Coordinated Low-Voltage Ride-Through Strategy for Hybrid Grid-Forming and Grid-Following Converter Interconnected Grid Systems

The transition towards sustainable energy systems is critically dependent on the reliable integration of renewable energy sources into the power grid. With the increasing penetration of renewable generation, hybrid grid-connected systems comprising grid-following (GFL) and grid-forming (GFM) converters have become essential in modern power stations. This paper addresses a key challenge to sustainable grid operation: maintaining stability and power delivery during grid faults.

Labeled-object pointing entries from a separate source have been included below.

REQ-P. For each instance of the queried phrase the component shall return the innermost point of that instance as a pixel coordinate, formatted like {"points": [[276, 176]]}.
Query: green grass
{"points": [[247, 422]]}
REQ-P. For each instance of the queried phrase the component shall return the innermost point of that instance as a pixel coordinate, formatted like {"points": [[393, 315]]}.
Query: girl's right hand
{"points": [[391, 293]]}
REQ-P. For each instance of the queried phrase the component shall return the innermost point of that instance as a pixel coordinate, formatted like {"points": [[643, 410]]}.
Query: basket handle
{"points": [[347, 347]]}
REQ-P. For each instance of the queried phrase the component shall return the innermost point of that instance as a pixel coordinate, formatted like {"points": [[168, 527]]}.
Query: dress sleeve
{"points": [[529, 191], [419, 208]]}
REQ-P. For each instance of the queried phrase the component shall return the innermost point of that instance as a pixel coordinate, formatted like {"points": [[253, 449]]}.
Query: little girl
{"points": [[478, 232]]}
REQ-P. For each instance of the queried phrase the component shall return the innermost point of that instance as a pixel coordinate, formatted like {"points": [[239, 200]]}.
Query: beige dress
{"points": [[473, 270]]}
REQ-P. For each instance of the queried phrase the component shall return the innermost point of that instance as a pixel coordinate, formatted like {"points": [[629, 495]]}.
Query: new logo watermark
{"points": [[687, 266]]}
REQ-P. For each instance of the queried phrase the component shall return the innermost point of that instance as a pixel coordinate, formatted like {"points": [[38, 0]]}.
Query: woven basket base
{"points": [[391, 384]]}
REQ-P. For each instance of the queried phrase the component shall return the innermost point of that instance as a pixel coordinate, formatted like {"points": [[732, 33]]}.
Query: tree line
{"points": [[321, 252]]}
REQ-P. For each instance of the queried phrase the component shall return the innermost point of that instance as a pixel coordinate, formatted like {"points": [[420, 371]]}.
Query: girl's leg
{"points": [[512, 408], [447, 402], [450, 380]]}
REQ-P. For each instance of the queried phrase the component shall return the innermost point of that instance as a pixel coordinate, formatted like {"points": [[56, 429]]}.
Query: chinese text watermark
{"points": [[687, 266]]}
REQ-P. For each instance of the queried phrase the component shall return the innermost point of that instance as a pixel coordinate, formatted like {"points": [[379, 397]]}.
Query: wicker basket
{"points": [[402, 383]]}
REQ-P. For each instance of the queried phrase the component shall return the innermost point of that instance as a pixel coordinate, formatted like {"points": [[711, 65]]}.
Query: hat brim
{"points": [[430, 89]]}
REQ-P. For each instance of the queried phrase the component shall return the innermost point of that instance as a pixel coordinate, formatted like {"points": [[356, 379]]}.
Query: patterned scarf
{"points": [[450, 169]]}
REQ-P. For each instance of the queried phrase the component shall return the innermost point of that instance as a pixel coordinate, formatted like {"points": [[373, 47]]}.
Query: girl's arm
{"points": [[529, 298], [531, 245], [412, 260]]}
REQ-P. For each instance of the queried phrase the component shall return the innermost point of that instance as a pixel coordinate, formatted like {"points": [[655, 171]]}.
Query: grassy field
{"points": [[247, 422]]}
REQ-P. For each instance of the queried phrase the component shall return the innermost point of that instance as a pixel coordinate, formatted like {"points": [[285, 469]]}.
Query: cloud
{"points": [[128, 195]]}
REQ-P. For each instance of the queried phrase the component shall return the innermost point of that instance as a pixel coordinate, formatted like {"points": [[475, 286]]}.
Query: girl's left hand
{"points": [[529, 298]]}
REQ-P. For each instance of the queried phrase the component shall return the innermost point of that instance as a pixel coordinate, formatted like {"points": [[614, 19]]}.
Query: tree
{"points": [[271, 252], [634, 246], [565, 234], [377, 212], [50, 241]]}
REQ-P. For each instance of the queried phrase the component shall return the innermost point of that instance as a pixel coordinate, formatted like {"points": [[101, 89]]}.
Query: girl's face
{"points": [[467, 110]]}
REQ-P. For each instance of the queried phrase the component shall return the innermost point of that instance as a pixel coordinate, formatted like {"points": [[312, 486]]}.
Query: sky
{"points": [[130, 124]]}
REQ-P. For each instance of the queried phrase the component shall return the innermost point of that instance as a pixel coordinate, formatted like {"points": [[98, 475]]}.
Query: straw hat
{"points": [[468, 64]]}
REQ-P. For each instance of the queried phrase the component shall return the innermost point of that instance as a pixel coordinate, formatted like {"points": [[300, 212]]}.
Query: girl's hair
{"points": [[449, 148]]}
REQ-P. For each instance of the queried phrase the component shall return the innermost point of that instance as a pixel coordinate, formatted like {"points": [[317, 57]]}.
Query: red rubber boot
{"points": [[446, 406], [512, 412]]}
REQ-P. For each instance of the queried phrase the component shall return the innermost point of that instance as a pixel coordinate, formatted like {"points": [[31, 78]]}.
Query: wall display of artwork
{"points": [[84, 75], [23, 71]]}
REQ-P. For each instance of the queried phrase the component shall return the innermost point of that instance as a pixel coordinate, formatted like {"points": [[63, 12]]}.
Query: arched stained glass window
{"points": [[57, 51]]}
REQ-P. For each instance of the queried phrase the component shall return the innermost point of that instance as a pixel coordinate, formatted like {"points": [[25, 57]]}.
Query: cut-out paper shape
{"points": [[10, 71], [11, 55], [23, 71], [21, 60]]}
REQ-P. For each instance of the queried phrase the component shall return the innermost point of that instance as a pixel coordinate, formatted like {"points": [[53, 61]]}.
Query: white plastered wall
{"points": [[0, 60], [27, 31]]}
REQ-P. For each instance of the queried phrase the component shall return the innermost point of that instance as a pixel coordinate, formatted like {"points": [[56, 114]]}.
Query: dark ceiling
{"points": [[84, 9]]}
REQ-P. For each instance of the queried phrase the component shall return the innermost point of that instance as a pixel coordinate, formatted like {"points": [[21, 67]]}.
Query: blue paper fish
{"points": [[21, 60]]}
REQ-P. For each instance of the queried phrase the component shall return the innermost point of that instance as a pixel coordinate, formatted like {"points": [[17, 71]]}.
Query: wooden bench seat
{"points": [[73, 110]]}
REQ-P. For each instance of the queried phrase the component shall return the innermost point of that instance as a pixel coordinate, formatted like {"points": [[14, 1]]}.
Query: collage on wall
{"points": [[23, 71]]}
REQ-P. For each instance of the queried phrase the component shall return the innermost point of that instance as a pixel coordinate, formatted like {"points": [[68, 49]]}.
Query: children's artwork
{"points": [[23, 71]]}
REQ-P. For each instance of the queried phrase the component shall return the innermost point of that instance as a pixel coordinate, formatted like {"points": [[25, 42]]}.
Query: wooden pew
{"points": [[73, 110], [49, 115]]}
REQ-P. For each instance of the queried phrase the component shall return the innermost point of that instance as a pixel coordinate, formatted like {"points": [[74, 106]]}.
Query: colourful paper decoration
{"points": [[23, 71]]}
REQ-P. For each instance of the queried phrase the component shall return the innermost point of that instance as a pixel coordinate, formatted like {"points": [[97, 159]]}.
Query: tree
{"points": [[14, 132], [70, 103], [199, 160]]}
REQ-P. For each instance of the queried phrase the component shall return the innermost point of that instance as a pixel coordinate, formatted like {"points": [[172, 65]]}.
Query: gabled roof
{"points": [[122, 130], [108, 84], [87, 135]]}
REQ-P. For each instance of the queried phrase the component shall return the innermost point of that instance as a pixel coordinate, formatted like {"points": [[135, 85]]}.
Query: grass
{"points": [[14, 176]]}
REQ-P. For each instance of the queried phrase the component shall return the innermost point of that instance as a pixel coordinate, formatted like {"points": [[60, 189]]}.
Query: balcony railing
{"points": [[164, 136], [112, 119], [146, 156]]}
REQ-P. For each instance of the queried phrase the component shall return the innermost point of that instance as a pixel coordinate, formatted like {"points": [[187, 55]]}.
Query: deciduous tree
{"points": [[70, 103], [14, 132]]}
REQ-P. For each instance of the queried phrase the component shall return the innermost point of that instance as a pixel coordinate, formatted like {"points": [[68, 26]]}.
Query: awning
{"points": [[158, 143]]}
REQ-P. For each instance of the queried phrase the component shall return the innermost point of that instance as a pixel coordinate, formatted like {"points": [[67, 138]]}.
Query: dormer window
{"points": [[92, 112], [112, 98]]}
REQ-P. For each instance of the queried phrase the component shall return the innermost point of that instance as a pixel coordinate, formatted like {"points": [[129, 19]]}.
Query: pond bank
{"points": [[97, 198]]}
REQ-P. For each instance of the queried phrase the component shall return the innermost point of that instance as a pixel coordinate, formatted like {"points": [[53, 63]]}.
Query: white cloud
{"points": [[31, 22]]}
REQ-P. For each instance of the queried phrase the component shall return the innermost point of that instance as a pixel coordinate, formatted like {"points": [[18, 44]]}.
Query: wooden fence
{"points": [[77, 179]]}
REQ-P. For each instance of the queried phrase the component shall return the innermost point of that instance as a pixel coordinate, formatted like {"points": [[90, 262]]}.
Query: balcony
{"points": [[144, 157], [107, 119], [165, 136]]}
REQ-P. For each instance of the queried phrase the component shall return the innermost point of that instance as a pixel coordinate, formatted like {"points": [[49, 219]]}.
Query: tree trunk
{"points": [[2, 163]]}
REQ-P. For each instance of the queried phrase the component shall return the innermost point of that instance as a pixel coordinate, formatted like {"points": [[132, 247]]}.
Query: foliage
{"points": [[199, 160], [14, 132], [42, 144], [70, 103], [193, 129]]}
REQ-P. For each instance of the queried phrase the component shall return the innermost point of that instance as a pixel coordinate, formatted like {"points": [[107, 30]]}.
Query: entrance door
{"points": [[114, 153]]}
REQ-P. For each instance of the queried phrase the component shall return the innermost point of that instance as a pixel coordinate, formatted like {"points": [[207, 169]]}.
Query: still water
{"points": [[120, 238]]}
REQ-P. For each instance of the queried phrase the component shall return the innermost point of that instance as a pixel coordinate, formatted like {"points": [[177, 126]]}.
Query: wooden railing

When faults cause voltage sags at the point of common coupling (PCC), different low-voltage ride-through (LVRT) strategies significantly impact both the voltage support capability and the active power transmission capacity, which are vital for a stable and resilient energy supply. To address this, the paper proposes a coordinated LVRT strategy for GFL/GFM converters that adapts to varying grid requirements, thereby promoting sustainable grid integration. First, the topology and control strategies of the hybrid system are briefly described. The conventional LVRT control strategies for both GFL and GFM converters are then improved. Based on the severity of the grid voltage sag, the converters’ active and reactive power output are adaptively adjusted. This dual-function approach not only effectively limits fault currents, protecting sensitive equipment, but also prioritizes the continuous transmission of active power, thereby minimizing the loss of renewable generation during faults and supporting grid stability. Subsequently, through an analysis of the voltage and active power characteristics of different LVRT modes, a coordinated strategy is designed. Unlike single-converter LVRT control, the proposed method flexibly selects and adjusts control modes to meet specific grid code requirements, ensuring robust voltage support and maximizing the utilization of clean energy even under adverse conditions. Finally, the effectiveness of this coordinated control strategy in ensuring a sustainable and resilient grid connection is validated through MATLAB R2022b/Simulink simulations.